Despite weakening greatly from its peak intensity, Gay struck Guam with sustained winds of 160 km/h, with gusts to 195 km/h on Nimitz Hill. The winds were strong enough to disrupt power and water utilities, as well as destroy a few houses. As a result of its weakening, Gay had a disrupted inner-core with little precipitation, which prompted the JTWC to label it as a "dry typhoon"; rainfall totals on the island ranged from only 40–90 mm. Despite the extreme winds, little wind-thrown trees or snapped branches were observed. The combination of the winds and light rainfall, however, sprayed saltwater over the island's vegetation, leading to near island-wide loss of leaves. Majority of the local dicots withered and lost their leaves within two days after the storm, while other plants such as palms, cycads and gymnosperms retained their foliage but turned brown. The defoliation led to significant losses for crop farmers; in some locations, the crops did not recover for four years. Along the east coast of Guam, Gay produced a storm surge of 1.2–1.8 m. The surge reached 3.4 m on Cabras Island in northern Guam, washing sand and water onto coastal roads and breaking a boat from its moorings. The JTWC estimated that damage would have been worse had Typhoon Omar not destroyed the weaker structures three months earlier; little additional damage occurred to the island's capital of Hagåtña. The typhoon destroyed four iron roofs on Tinian Island, located north of Guam. On Saipan to its north, the storm surge destroyed one house and threatened the foundation of several others; twelve families required rescue by emergency workers. The storm caused power outages, and one house sustained fire damage due to candles and kerosene lamps.

===Japan===
While Gay was becoming extratropical, Okinawa Prefecture experienced heavy rainfall. The highest total was 322 mm, and one station recorded 27 mm in a ten-minute period. The rains flooded four buildings and inundated crop fields. Rough winds with gusts peaking at 82 km/h caused isolated power outages and the cancellation of two airline flights.

==Aftermath==
Marshall Islands president Amata Kabua declared nine islands as disaster areas.

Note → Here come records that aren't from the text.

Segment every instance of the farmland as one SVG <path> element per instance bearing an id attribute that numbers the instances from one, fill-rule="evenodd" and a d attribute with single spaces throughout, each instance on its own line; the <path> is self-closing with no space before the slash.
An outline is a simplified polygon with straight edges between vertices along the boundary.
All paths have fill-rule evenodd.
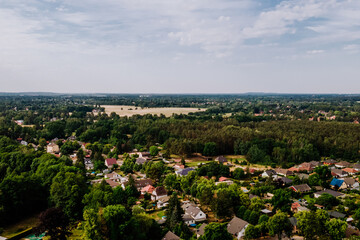
<path id="1" fill-rule="evenodd" d="M 110 114 L 115 112 L 120 117 L 133 116 L 133 115 L 160 115 L 164 114 L 166 117 L 170 117 L 174 114 L 189 114 L 191 112 L 205 111 L 205 108 L 176 108 L 176 107 L 164 107 L 164 108 L 140 108 L 129 105 L 102 105 L 105 108 L 105 113 Z"/>

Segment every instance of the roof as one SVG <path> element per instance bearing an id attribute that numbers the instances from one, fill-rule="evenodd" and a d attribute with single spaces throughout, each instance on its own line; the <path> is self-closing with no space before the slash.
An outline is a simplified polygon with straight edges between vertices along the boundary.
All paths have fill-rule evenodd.
<path id="1" fill-rule="evenodd" d="M 291 204 L 291 208 L 298 208 L 298 207 L 300 207 L 301 205 L 300 205 L 300 203 L 299 202 L 294 202 L 294 203 L 292 203 Z"/>
<path id="2" fill-rule="evenodd" d="M 156 187 L 155 190 L 153 191 L 153 194 L 156 194 L 156 196 L 164 196 L 167 195 L 167 191 L 163 186 L 160 187 Z"/>
<path id="3" fill-rule="evenodd" d="M 332 169 L 331 170 L 332 175 L 347 175 L 348 173 L 341 169 Z"/>
<path id="4" fill-rule="evenodd" d="M 227 178 L 227 177 L 220 177 L 219 178 L 219 182 L 223 182 L 223 181 L 226 181 L 226 180 L 229 180 L 229 178 Z"/>
<path id="5" fill-rule="evenodd" d="M 181 176 L 186 176 L 186 175 L 188 175 L 189 172 L 194 171 L 194 170 L 195 170 L 194 168 L 189 167 L 189 168 L 179 170 L 179 171 L 177 171 L 177 173 L 180 174 Z"/>
<path id="6" fill-rule="evenodd" d="M 291 180 L 290 178 L 287 178 L 287 177 L 282 177 L 282 178 L 279 178 L 279 181 L 285 183 L 285 184 L 290 184 L 293 182 L 293 180 Z"/>
<path id="7" fill-rule="evenodd" d="M 322 195 L 324 193 L 327 193 L 327 194 L 330 194 L 334 197 L 339 197 L 339 196 L 342 196 L 344 195 L 343 193 L 340 193 L 340 192 L 337 192 L 337 191 L 334 191 L 334 190 L 331 190 L 331 189 L 325 189 L 323 191 L 320 191 L 320 192 L 316 192 L 314 194 L 317 194 L 317 195 Z"/>
<path id="8" fill-rule="evenodd" d="M 334 159 L 328 159 L 328 160 L 325 160 L 324 163 L 335 164 L 335 163 L 337 163 L 337 161 L 335 161 Z"/>
<path id="9" fill-rule="evenodd" d="M 282 175 L 292 175 L 292 174 L 294 174 L 292 171 L 290 171 L 288 169 L 283 169 L 283 168 L 276 168 L 275 172 L 277 174 L 282 174 Z"/>
<path id="10" fill-rule="evenodd" d="M 276 172 L 273 169 L 265 170 L 264 173 L 266 173 L 268 176 L 276 175 Z"/>
<path id="11" fill-rule="evenodd" d="M 346 216 L 346 214 L 337 211 L 329 211 L 329 215 L 334 218 L 344 218 Z"/>
<path id="12" fill-rule="evenodd" d="M 162 240 L 180 240 L 178 236 L 176 236 L 173 232 L 168 231 Z"/>
<path id="13" fill-rule="evenodd" d="M 206 223 L 201 224 L 199 229 L 196 230 L 196 234 L 198 234 L 200 236 L 204 235 L 206 226 L 207 226 Z"/>
<path id="14" fill-rule="evenodd" d="M 218 156 L 217 158 L 215 158 L 215 160 L 219 161 L 220 163 L 227 162 L 227 159 L 224 156 Z"/>
<path id="15" fill-rule="evenodd" d="M 296 219 L 296 217 L 291 217 L 291 218 L 289 218 L 289 221 L 290 221 L 291 225 L 293 225 L 294 227 L 296 227 L 296 225 L 297 225 L 297 219 Z"/>
<path id="16" fill-rule="evenodd" d="M 254 194 L 249 194 L 249 199 L 251 200 L 251 199 L 253 199 L 253 198 L 256 198 L 256 197 L 259 197 L 259 196 L 257 196 L 257 195 L 254 195 Z"/>
<path id="17" fill-rule="evenodd" d="M 196 215 L 198 215 L 199 212 L 201 212 L 201 209 L 195 206 L 188 206 L 186 209 L 184 209 L 185 214 L 190 215 L 191 217 L 195 218 Z"/>
<path id="18" fill-rule="evenodd" d="M 244 227 L 246 227 L 249 223 L 242 220 L 241 218 L 234 217 L 227 225 L 227 230 L 232 235 L 239 233 Z"/>
<path id="19" fill-rule="evenodd" d="M 139 158 L 136 159 L 135 163 L 144 164 L 144 163 L 146 163 L 146 159 L 143 158 L 143 157 L 139 157 Z"/>
<path id="20" fill-rule="evenodd" d="M 343 167 L 348 167 L 351 165 L 351 163 L 347 162 L 347 161 L 341 161 L 339 163 L 336 163 L 335 165 L 338 165 L 338 166 L 343 166 Z"/>
<path id="21" fill-rule="evenodd" d="M 119 186 L 119 185 L 120 185 L 120 183 L 115 182 L 115 181 L 110 180 L 110 179 L 105 179 L 105 181 L 106 181 L 106 182 L 107 182 L 107 184 L 109 184 L 112 188 L 117 187 L 117 186 Z"/>
<path id="22" fill-rule="evenodd" d="M 105 161 L 106 161 L 106 164 L 107 164 L 107 165 L 117 164 L 115 158 L 107 158 Z"/>
<path id="23" fill-rule="evenodd" d="M 307 192 L 307 191 L 311 190 L 311 188 L 307 184 L 294 185 L 294 186 L 291 186 L 291 188 L 293 188 L 295 191 L 299 191 L 299 192 Z"/>
<path id="24" fill-rule="evenodd" d="M 154 191 L 154 189 L 155 188 L 153 186 L 147 185 L 141 189 L 141 192 L 152 193 Z"/>
<path id="25" fill-rule="evenodd" d="M 355 163 L 355 164 L 353 165 L 353 168 L 359 169 L 359 168 L 360 168 L 360 164 L 359 164 L 359 163 Z"/>
<path id="26" fill-rule="evenodd" d="M 356 183 L 355 179 L 353 178 L 344 178 L 344 182 L 346 183 L 346 185 L 354 185 Z"/>
<path id="27" fill-rule="evenodd" d="M 164 196 L 158 199 L 159 202 L 166 203 L 170 200 L 170 196 Z"/>
<path id="28" fill-rule="evenodd" d="M 344 180 L 342 179 L 337 179 L 337 178 L 333 178 L 331 180 L 330 186 L 334 186 L 334 187 L 341 187 L 341 185 L 343 184 Z"/>
<path id="29" fill-rule="evenodd" d="M 353 168 L 344 168 L 343 171 L 348 173 L 357 173 L 358 171 Z"/>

United States president George H. W. Bush also declared the Marshall Islands a disaster area on December 16. Despite being an independent nation, the Marshall Islands were eligible to the same funding from the Federal Emergency Management Agency as a U.S. state or territory. The United States provided a loan of $508,245 (1994 USD) for emergency assistance and to train locals to mitigate future events. After the storm, workers near Majuro planted seeds to regrow the damaged crops.

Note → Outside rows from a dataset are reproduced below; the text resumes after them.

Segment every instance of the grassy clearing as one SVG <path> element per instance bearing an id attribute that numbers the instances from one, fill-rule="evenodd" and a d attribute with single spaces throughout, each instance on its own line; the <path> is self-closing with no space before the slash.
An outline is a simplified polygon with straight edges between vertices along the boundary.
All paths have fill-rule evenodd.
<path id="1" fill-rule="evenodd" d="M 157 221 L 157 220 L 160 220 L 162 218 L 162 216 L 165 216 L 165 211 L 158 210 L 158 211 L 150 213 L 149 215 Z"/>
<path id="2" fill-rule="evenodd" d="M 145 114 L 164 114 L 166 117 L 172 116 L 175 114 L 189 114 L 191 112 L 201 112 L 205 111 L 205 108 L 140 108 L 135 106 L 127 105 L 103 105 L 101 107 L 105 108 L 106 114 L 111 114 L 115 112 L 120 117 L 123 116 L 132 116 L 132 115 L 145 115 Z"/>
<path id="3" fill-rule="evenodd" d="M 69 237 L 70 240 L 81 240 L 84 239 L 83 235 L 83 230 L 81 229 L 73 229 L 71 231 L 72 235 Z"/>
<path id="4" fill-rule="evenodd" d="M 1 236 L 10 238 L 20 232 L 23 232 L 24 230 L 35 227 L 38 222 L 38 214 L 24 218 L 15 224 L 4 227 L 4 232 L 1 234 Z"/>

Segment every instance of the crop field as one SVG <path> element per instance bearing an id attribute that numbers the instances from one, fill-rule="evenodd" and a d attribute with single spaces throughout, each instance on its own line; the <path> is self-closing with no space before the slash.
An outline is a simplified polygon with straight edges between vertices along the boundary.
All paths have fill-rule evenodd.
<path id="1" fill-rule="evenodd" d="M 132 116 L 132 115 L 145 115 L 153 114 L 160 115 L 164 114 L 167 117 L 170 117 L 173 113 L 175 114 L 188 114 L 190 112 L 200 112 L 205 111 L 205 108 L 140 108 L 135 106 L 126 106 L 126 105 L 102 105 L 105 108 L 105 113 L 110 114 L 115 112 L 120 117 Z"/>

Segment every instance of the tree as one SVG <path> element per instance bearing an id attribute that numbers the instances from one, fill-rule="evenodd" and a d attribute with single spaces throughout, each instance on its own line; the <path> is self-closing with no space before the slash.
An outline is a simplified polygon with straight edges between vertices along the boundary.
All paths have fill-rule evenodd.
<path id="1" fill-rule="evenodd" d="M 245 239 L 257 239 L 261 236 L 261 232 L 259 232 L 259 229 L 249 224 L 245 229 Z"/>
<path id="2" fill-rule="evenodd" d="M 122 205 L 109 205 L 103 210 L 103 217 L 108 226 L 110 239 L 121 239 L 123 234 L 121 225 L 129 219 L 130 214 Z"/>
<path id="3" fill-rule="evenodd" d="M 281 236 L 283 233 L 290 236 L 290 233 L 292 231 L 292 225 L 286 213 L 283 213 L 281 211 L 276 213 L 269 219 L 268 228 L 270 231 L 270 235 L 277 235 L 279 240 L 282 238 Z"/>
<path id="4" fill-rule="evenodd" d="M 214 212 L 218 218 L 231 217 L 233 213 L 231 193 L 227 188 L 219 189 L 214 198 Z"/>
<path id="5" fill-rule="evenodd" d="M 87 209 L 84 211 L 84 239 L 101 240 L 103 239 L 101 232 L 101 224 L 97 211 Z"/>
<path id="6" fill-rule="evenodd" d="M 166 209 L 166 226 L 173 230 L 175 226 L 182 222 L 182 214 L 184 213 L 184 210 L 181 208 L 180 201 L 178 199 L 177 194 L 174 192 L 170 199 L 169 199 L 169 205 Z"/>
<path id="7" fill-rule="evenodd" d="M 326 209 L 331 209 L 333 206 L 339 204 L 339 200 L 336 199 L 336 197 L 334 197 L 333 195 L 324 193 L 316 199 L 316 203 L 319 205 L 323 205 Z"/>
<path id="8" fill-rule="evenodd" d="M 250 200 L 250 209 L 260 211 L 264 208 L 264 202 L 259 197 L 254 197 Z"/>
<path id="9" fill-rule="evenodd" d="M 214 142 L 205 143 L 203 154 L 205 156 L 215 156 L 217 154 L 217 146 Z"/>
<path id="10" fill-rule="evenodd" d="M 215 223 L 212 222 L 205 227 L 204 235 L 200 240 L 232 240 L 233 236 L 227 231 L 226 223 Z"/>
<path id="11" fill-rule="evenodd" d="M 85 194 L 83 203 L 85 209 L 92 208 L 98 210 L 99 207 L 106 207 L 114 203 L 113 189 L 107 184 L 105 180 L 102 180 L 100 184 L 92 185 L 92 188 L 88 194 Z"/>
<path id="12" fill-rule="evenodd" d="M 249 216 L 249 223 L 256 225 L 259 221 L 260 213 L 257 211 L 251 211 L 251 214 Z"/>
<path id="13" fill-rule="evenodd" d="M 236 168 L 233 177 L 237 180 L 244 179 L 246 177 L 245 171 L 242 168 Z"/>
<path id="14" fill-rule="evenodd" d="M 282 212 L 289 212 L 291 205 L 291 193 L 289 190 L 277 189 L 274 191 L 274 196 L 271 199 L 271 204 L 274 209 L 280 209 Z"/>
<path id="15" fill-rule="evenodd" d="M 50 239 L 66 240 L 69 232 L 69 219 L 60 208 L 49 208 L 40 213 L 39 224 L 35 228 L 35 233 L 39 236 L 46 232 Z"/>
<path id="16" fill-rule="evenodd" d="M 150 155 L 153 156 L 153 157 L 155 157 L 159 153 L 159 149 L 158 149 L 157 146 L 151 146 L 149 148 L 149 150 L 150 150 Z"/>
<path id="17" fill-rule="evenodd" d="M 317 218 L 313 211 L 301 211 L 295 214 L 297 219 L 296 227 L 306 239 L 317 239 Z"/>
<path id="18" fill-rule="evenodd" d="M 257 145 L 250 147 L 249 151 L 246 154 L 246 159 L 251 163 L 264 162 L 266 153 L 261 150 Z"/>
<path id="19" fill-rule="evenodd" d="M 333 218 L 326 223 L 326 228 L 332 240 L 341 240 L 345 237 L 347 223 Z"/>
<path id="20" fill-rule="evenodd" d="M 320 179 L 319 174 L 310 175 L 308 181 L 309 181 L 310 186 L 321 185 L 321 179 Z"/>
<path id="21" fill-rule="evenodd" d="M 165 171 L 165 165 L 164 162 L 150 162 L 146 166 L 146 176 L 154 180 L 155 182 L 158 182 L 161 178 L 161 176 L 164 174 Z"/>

The rapid succession of typhoons in 1992 caused a significant drop in tourism in Guam. During typhoons Omar and Gay, there was little communication between residents on the island. As a result, the Guam Communications Network was created to facilitate future relief efforts during storms.

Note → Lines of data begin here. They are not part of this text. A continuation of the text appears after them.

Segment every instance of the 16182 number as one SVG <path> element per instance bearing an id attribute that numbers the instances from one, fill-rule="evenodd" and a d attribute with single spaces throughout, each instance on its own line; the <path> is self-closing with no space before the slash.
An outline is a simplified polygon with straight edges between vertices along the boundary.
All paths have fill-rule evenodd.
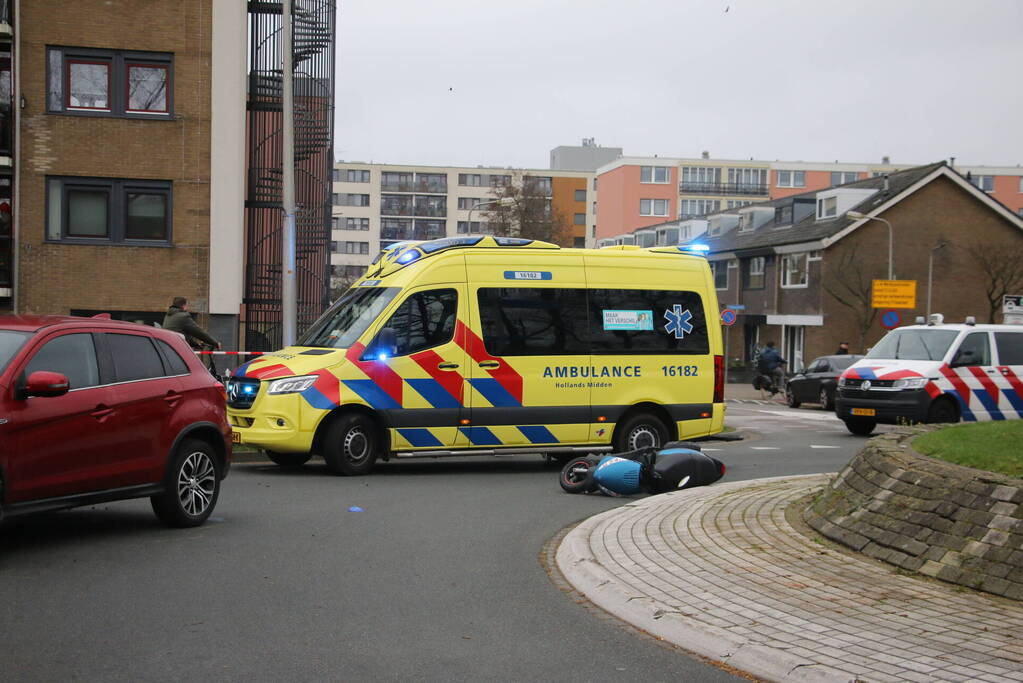
<path id="1" fill-rule="evenodd" d="M 695 365 L 662 365 L 665 377 L 696 377 L 699 368 Z"/>

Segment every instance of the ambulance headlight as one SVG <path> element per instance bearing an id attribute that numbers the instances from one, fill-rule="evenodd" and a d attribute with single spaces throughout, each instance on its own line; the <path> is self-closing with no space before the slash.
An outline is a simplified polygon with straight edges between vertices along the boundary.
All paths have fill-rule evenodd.
<path id="1" fill-rule="evenodd" d="M 926 377 L 904 377 L 892 382 L 893 389 L 923 389 L 927 386 Z"/>
<path id="2" fill-rule="evenodd" d="M 303 375 L 301 377 L 285 377 L 283 379 L 275 379 L 270 382 L 269 388 L 266 393 L 268 394 L 296 394 L 300 391 L 305 391 L 312 385 L 316 384 L 316 380 L 319 379 L 317 375 Z"/>
<path id="3" fill-rule="evenodd" d="M 838 386 L 844 387 L 848 383 L 849 383 L 849 380 L 847 380 L 845 377 L 839 377 L 838 378 Z"/>

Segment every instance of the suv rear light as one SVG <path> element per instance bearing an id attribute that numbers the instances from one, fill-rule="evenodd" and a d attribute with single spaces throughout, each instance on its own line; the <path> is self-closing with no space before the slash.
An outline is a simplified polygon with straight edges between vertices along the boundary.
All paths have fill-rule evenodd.
<path id="1" fill-rule="evenodd" d="M 714 401 L 725 402 L 725 357 L 714 356 Z"/>

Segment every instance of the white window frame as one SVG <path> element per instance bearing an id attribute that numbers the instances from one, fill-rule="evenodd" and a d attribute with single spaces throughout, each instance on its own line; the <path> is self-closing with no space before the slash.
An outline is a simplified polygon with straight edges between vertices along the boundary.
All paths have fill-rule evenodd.
<path id="1" fill-rule="evenodd" d="M 835 182 L 835 176 L 838 176 L 838 182 Z M 859 180 L 860 174 L 856 171 L 832 171 L 831 172 L 831 184 L 832 185 L 845 185 L 846 183 L 854 183 Z"/>
<path id="2" fill-rule="evenodd" d="M 712 268 L 712 273 L 711 274 L 714 276 L 714 289 L 719 291 L 719 292 L 723 292 L 726 289 L 728 289 L 728 271 L 730 270 L 730 268 L 726 265 L 726 263 L 727 263 L 726 261 L 711 261 L 711 268 Z M 725 269 L 725 286 L 724 287 L 718 287 L 718 270 L 721 269 L 721 268 Z"/>
<path id="3" fill-rule="evenodd" d="M 657 179 L 661 172 L 664 174 L 664 180 Z M 643 180 L 644 176 L 648 179 Z M 671 171 L 667 166 L 640 166 L 639 182 L 645 185 L 668 185 L 671 183 Z"/>
<path id="4" fill-rule="evenodd" d="M 643 212 L 643 202 L 649 202 L 648 205 L 647 205 L 646 213 Z M 657 207 L 658 206 L 663 207 L 663 213 L 659 213 L 657 211 Z M 639 200 L 639 215 L 640 216 L 667 216 L 668 215 L 668 200 L 667 199 L 640 199 Z"/>
<path id="5" fill-rule="evenodd" d="M 786 180 L 782 180 L 784 178 Z M 796 178 L 799 178 L 798 182 Z M 806 187 L 806 171 L 778 171 L 775 187 Z"/>
<path id="6" fill-rule="evenodd" d="M 970 178 L 973 186 L 982 192 L 994 192 L 995 191 L 995 177 L 993 175 L 975 175 Z M 1023 181 L 1021 181 L 1023 183 Z M 984 187 L 988 185 L 989 187 Z"/>
<path id="7" fill-rule="evenodd" d="M 789 264 L 793 259 L 802 257 L 803 260 L 803 277 L 802 282 L 790 282 L 789 274 L 798 272 L 793 270 Z M 806 289 L 810 286 L 810 259 L 807 258 L 805 251 L 797 254 L 785 254 L 781 257 L 781 268 L 778 269 L 781 278 L 782 289 Z"/>
<path id="8" fill-rule="evenodd" d="M 838 215 L 838 197 L 822 197 L 817 200 L 817 220 L 834 218 Z"/>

A research paper published ten years after the storm suggested that Gay could have been stronger than Typhoon Tip, which attained the lowest barometric pressure ever recorded. While at its peak intensity, Gay registered a rating of 8.0 for nine consecutive hours using the Dvorak technique, indicating sustained wind speeds of at least (315 km/h. In addition, the cyclone had a significantly colder band of clouds around the eye. Typhoon Angela in 1995 presented similar features and could have been stronger than Gay. Neither of the two had direct observations into their eyes, however, making it impossible to confirm such intensity.